Alonso’s emergence in 2019 season has shown a spotlight on the young slugger. A reporter recently asked Alonso who inspired him during his formative years. He answered with a former White Sox slugger whose name may surprise you.
The retired White Sox slugger Alonso aspires to be like
When the Mets visited the White Sox in July, it presented Alonso with an opportunity to reveal one of his favorite players when he was younger: former White Sox first baseman Paul Konerko.
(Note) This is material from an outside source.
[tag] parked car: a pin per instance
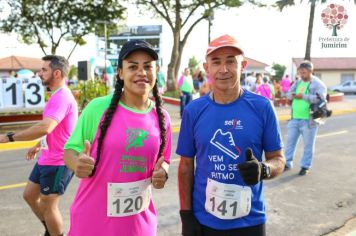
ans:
(345, 87)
Alonso reached out to Konerko while he was in Chicago, and he had nothing but glowing praise when asked what the player meant to him:
“(Konerko) was one of my guys growing up watching,” Alonso said after the Mets’ 10-7 loss to the Cubs. “I was a big Mike Piazza guy, but after Piazza was near the end of his career, Paul Konerko filled that void.”
“I love the way he played the game, and hopefully one day I can be like Paul,” said Alonso, who believes Konerko should be in the Hall of Fame.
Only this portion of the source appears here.